Hitachi Vantara is embedding AI agents throughout its storage systems, seeing customers embrace more hybrid cloud and on-premise AI architectures and betting on AI at the edge and sovereign AI as growth markets.

Those are some of the takeaways from Octavian Tanase, Chief Product Officer at Hitachi Vantara.

Constellation Insights caught up with Tanase at Hitachi Vantara's Analyst Live 2025 event in Arlington, VA. At the analyst meeting, Hitachi Vantara highlighted its strategy, customer enterprise AI and industrial AI use cases, hybrid cloud and AI efforts, collaboration with partners including Cisco and Nvidia and how its storage and data platform is leveraging the One Hitachi strategy. Here's a look at the takeaways from the conversation with Tanase.

Enterprise AI adoption. "We see a lot of demand from enterprises looking to get insights out of that data, and use AI to improve productivity," he said. "There's a rush right now to build autonomous modules that will take a business workflow and solve and anticipate problems in an enterprise. Customers are looking to bring in a large language model and train and fine tune with enterprise data before they deploy for inference."

Integrated software with hardware. "We've always seen ourselves as a systems company that builds both software and systems for storage and data management. Storage has been commoditized, and there is more value that can be delivered in software to use not only the data for an application, but to run analytics on that data to get more insights from the data. This is an area of investment for us," said Tanase.

Hitachi Vantara's agentic AI strategy. Tanase said Hitachi Vantara is using AI agents internally for productivity and within the products leveraging it for more autonomy. "We are in the business of providing infrastructure for AI data pipelines that include storage, compute, networking, security and so forth. We are embedding capabilities around the data reduction or data tiering or data classification. These are all areas where one could create an agent and transform a task that required the control and the input of a person into something autonomous," said Tanase.

Customer use cases. "We see a lot of use cases around analytics. A lot of times people will make two or three copies of data. Enterprises are looking to run analytics on data and use AI to do that and coordinate large data sets from heterogeneous data sources," said Tanase.

On-premise and hybrid AI evolution. Tanase said most enterprises started with AI in the cloud because GPUs-as-a-service doesn't require a massive initial investment. What's happening now is enterprises are looking to put AI infrastructure closer to the data. "If the data source is in the traditional data center or being brought from an edge device, enterprises are building AI infrastructure where the data is," said Tanase. "It's too expensive to correlate multiple data silos and move that to the cloud. Customers are sometimes better off building a data lake into their traditional enterprise and then deploying training and inference closer to the data."

Edge computing's importance. "I am a firm believer that there is more data being created at the edge and in the cloud than the data center," said Tanase. "AI will give the power to analyze the data as its created and perhaps enable customers to become more discerning about their data and understand what they need to keep and protect. I'm hoping many of these capabilities in the future are autonomous."

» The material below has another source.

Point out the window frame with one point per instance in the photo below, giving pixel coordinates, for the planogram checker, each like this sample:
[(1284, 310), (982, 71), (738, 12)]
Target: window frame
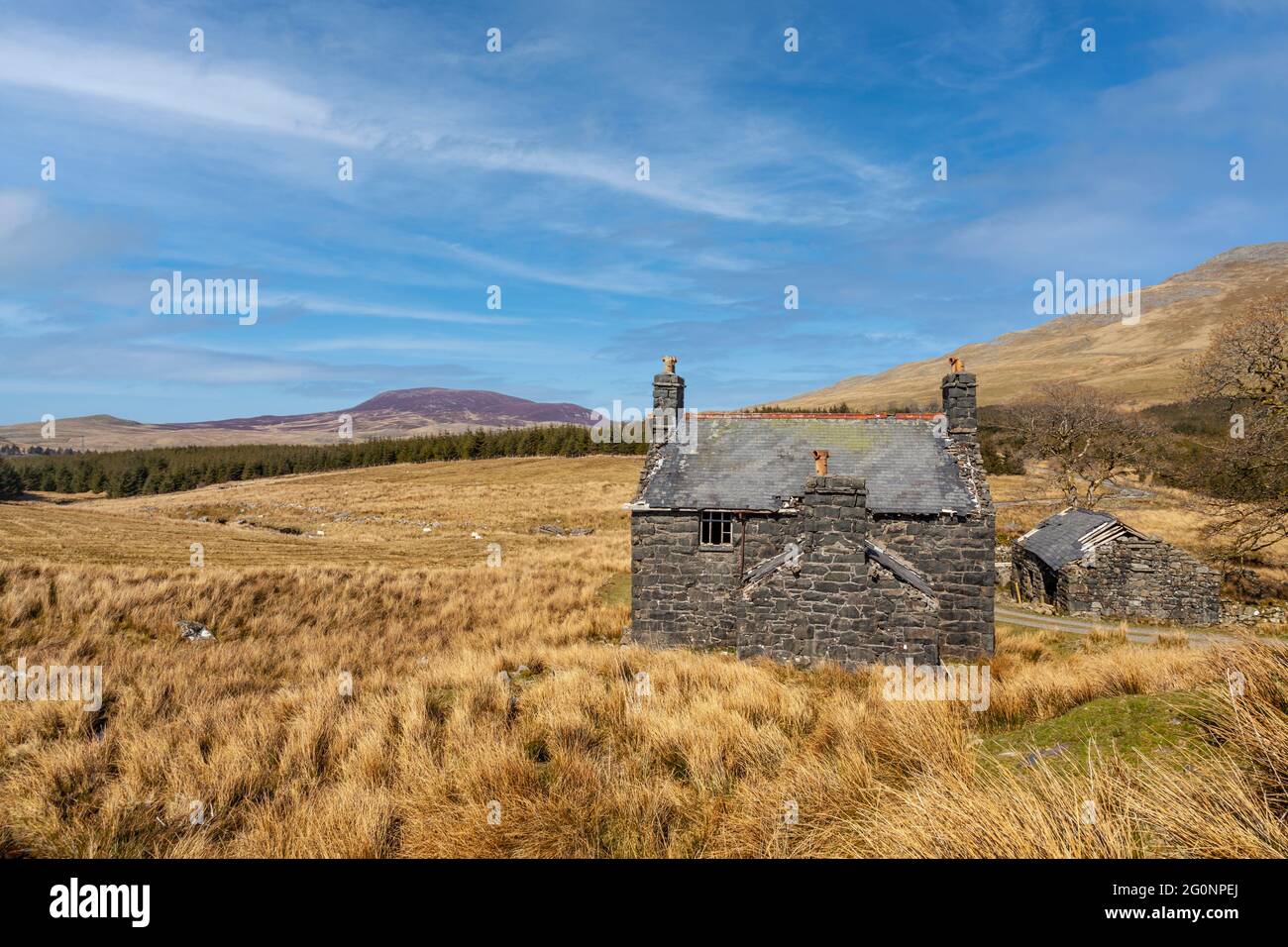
[(717, 523)]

The product roadmap. "Going forward, AI is fundamentally changing everything. The market is moving fast and the standardization of MCP (model context protocol) and other protocols are enabling AI modules to talk to each other," said Tanase. "In order to be relevant in this market, you have to act with agility in a way many companies have not experienced before. Time to market, constant innovation and the reality that no one vendor can do it all are critical."

Tanase added that customers will see integrated systems from Hitachi Vantara and a wide range of natural partners including Nvidia, Cisco, Supermicro, Hammerspace and Commvault to name a few.

Sovereign AI. Tanase said sovereign AI infrastructure is becoming a big market. "AI has become a matter of national security for many countries or provinces, and there is a lot of need to integrate and build sovereign AI," said Tanase. "We live in a very polarized world, and I can see states, governments, and provinces building sovereign AI infrastructure. It's a part of what everybody does in order to compete in the 21st century."

Final word. Tanase said Hitachi Vantara has earned the right to play in the AI space and is being used for critical business applications leveraging structured and unstructured data via VSP 360 and a wide range of systems. "We know our customers. We want to save them time. We invest a lot of tools to enable automation, and we believe that's critical, because people want repeatable results," he said. "Automation is top of mind. We're a leader in infrastructure sustainability and sustainable products save customers money in terms of floor in the data center, cooling power and overall cost of ownership."